Column: Rightfully spitting in the face of tradition

There is nothing like watching an MLB game and seeing the camera pan to the dugout
where your favorite players are spitting dark chewing tobacco from their mouths.

If that doesn’t get the kids excited, I’m not sure what else will.

With USA Today’s front page article this week, it is clear the habit doesn’t get MLB Commissioner Bud Selig too excited. He has taken up the battle to ban smokeless tobacco in clubhouses and dugouts for major league teams.

The prevalent habit, which has a long-stemmed tradition in baseball, is already banned
by the NCAA and minor leagues. Selig is trying to take the final step and cut it completely for the majors.

As you’re probably thinking, this isn’t going well with all players, nor with their
union representatives. They see it as a choice each player can make himself, not something that should be regulated.

Cutting the chewing tobacco from baseball would be breaking from tradition.
Th e term bullpen originated because of Bull Durham tobacco, which was first produced in 1860.

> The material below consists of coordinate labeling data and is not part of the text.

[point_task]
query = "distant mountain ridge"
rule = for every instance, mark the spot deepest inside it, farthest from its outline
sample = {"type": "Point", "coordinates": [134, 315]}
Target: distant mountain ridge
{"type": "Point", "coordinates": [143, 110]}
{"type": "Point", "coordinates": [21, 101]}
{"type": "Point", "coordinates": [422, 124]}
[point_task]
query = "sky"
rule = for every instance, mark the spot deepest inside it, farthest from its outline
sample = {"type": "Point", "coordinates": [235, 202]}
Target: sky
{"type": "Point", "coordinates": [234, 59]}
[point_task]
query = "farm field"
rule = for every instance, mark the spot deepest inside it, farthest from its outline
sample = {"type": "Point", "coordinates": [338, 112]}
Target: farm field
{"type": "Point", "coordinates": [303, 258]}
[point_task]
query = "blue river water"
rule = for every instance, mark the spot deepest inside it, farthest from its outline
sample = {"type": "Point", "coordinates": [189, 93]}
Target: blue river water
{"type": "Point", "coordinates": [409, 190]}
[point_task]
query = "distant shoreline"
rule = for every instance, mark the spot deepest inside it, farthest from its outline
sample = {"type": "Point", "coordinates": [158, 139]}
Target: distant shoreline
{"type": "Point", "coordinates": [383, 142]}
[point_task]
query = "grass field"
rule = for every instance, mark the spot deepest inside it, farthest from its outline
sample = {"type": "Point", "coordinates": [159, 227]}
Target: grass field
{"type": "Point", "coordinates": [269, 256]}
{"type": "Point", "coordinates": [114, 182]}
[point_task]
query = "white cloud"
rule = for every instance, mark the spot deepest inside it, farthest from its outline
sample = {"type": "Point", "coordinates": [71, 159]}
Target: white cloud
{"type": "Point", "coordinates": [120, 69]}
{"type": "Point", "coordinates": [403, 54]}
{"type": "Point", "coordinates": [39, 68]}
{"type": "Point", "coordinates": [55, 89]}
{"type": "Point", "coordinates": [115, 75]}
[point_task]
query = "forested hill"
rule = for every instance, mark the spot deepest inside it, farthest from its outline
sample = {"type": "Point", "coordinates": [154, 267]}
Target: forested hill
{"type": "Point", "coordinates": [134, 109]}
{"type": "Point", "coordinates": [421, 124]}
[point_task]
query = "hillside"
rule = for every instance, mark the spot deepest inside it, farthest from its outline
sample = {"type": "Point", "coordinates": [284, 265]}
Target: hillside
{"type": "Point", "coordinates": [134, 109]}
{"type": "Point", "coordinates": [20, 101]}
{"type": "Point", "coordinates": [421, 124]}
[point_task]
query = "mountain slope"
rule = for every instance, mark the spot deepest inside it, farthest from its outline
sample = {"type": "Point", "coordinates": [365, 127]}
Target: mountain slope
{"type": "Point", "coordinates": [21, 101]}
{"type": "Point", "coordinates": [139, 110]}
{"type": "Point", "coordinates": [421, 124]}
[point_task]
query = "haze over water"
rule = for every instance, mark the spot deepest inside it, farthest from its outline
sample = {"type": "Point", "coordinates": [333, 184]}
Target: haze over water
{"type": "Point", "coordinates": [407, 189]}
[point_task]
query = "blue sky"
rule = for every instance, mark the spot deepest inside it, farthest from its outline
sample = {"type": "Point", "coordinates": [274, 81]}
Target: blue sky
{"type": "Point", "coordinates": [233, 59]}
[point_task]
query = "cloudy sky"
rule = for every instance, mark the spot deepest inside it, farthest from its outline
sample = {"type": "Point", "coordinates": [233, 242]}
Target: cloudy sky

Once gloves were introduced, players would spit into their mitts with chewing tobacco
to make the leather soft.

Chewing tobacco is still found in players’ shelves and on dugout floors.
Dipping may be a part of baseball culture, but that doesn’t make it right. Th ere is
no other sport where partaking in something that causes cancer and playing on the field happen at the same time.

The health risks and the poor image it displays play into Selig’s desire to cut it from
baseball completely.

“Number one, watching guys spit in the dugout is not exactly a great thing to watch,”
Selig said. “But, more importantly, if you knew the health consequences, they’re huge.”

Even if we put those silly “health consequences” to the side, Selig has a lot of other
reasons to eradicate the habit from the sport, image being one.

Whether you like it or not, our athletes are role models to tens of thousands of kids
throughout the country.

What does it say to them when they see their favorite catcher lift up his facemask
and spit chewing tobacco in between batters?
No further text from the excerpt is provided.